SubQ Model Emerges
The AI model SubQ has made a groundbreaking entrance, claiming to redefine the landscape of AI models. It is the first model based on a fully sub-quadratic sparse attention architecture (SSA) with a context size of up to 12 million tokens.

SubQ’s core advantage lies in its SSA architecture, which dynamically selects focus points based on content, avoiding unnecessary calculations of all token relationships. Compared to traditional Transformers, SubQ reduces computation by a factor of 1000.
Experimental results show that with a context of 1 million tokens, SubQ is 52 times faster than FlashAttention, costing less than 5% of Claude Opus.

The company behind this architecture, Subquadratic, is based in Miami and consists of just 13 employees. AI expert Bindu Reddy remarked, “If this is true, the valuations of Anthropic and OpenAI would drop to zero!”

Others believe this is the true way to scale LLMs moving forward.

The Original Sin of Transformers
In 2017, Google’s paper “Attention is All You Need” established the dominance of the Transformer architecture. For the past nine years, all leading models, from GPT to Claude to Gemini, have been built on the same foundation: dense attention mechanisms.

Transformers operate by comparing each token with all other tokens in the sequence, leading to a quadratic complexity. As the context doubles, computation costs quadruple, making longer inputs more expensive, slower, and prone to failure.
This explains why most LLMs are capped at around 1 million tokens; it’s not that technology can’t handle longer inputs, but that they become too costly to process.
The emergence of SubQ fundamentally changes this equation.

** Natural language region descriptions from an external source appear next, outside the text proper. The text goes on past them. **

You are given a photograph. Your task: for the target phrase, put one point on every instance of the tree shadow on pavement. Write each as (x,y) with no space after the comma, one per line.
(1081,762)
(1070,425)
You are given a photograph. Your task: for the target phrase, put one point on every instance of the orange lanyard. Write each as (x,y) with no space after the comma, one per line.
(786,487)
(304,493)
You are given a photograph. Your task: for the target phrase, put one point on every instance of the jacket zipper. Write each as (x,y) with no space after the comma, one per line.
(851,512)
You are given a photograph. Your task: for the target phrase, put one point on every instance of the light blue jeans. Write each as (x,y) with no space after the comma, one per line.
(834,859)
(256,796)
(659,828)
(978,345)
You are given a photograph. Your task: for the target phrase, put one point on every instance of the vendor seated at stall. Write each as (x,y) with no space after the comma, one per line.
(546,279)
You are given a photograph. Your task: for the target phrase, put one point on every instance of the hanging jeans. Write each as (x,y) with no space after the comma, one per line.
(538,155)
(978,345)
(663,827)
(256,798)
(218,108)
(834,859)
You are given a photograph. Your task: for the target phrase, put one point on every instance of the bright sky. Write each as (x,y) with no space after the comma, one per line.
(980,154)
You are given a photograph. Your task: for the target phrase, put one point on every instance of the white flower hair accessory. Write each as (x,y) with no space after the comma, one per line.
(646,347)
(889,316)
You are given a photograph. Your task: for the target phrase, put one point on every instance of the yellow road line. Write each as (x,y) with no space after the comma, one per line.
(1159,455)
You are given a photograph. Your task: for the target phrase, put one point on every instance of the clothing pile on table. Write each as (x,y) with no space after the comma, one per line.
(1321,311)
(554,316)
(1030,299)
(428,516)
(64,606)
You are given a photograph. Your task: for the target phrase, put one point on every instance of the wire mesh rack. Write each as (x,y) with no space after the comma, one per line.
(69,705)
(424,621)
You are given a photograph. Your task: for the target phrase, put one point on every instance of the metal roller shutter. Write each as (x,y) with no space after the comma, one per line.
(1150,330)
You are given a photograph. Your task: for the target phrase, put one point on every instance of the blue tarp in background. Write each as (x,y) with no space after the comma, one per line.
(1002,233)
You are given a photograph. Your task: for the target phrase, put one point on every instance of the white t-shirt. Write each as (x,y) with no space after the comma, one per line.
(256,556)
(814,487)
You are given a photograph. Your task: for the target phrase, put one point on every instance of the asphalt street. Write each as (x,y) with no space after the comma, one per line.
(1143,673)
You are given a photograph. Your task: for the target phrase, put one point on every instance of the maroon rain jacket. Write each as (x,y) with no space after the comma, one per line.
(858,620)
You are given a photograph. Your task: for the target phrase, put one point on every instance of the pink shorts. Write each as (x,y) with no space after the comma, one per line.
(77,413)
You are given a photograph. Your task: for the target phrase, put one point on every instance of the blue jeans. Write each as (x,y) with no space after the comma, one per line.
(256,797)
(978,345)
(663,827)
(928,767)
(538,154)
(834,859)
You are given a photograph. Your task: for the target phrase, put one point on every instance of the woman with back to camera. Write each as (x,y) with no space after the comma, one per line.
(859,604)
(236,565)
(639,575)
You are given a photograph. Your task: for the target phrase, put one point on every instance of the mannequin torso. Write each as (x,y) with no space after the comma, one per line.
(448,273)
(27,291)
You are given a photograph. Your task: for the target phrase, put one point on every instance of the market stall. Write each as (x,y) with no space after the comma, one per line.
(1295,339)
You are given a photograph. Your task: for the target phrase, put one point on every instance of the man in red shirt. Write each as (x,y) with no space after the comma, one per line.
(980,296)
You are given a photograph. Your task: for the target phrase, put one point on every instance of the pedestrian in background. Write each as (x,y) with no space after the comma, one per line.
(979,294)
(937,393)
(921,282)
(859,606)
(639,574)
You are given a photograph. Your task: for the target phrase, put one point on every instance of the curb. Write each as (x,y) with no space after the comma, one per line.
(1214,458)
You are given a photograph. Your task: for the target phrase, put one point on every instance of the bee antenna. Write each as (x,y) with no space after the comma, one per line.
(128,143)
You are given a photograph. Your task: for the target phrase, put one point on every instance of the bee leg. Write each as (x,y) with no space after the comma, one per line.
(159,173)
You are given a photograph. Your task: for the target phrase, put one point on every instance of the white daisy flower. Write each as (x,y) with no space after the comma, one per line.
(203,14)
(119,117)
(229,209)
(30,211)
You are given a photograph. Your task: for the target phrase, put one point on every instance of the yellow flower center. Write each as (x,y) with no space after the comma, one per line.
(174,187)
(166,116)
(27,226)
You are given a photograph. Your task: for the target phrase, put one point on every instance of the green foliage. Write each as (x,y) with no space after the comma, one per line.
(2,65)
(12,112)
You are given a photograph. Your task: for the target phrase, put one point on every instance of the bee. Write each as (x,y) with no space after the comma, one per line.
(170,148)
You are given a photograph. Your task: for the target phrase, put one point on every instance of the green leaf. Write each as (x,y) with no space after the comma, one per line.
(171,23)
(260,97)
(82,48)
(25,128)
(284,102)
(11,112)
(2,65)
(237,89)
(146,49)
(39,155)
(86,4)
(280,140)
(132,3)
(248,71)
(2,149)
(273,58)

The Birth of SSA Architecture
The core breakthrough of SubQ is SSA—Subquadratic Sparse Attention. Its approach is surprisingly simple: it avoids comparing every token with all others. Since most attention weights in a trained model are close to zero, why calculate them?
SSA selects the truly relevant positions in the sequence based on content for each query, calculating attention only at these points and skipping over 99% of unnecessary computations.

Key Features of SSA
- Linear Scaling: Computation grows with the number of selected positions, not the entire sequence length. Doubling the context only doubles the cost, rather than quadrupling it.
- Content-Dependent Routing: The model determines where to look based on semantics, not position. Key information can be found whether it’s the 3rd token or the 1,100,000th token in the sequence.
- Precise Retrieval: Unlike recurrent models that compress information into a fixed state, SSA retains the ability to retrieve information accurately from any position.
In essence, SSA does not make dense attention faster; it reduces the amount of attention computation the model performs.

Reduced computation directly translates to speed.
Speed and Cost Advantages
SubQ’s released data is striking:
At 1 million tokens, SSA is 52.2 times faster than standard dense attention with FlashAttention-2.

At 128,000 tokens, it’s 7.2 times faster; at 256,000 tokens, 13.2 times; and at 512,000 tokens, 23 times faster. The longer the context, the more pronounced the advantage.
This reflects the linear scaling of SSA—dense attention becomes slower with longer inputs, while SSA becomes more cost-effective.

Regarding computational consumption, at 1 million tokens, attention FLOP is reduced by 62.5 times, and at 12 million tokens, this number approaches 1000 times.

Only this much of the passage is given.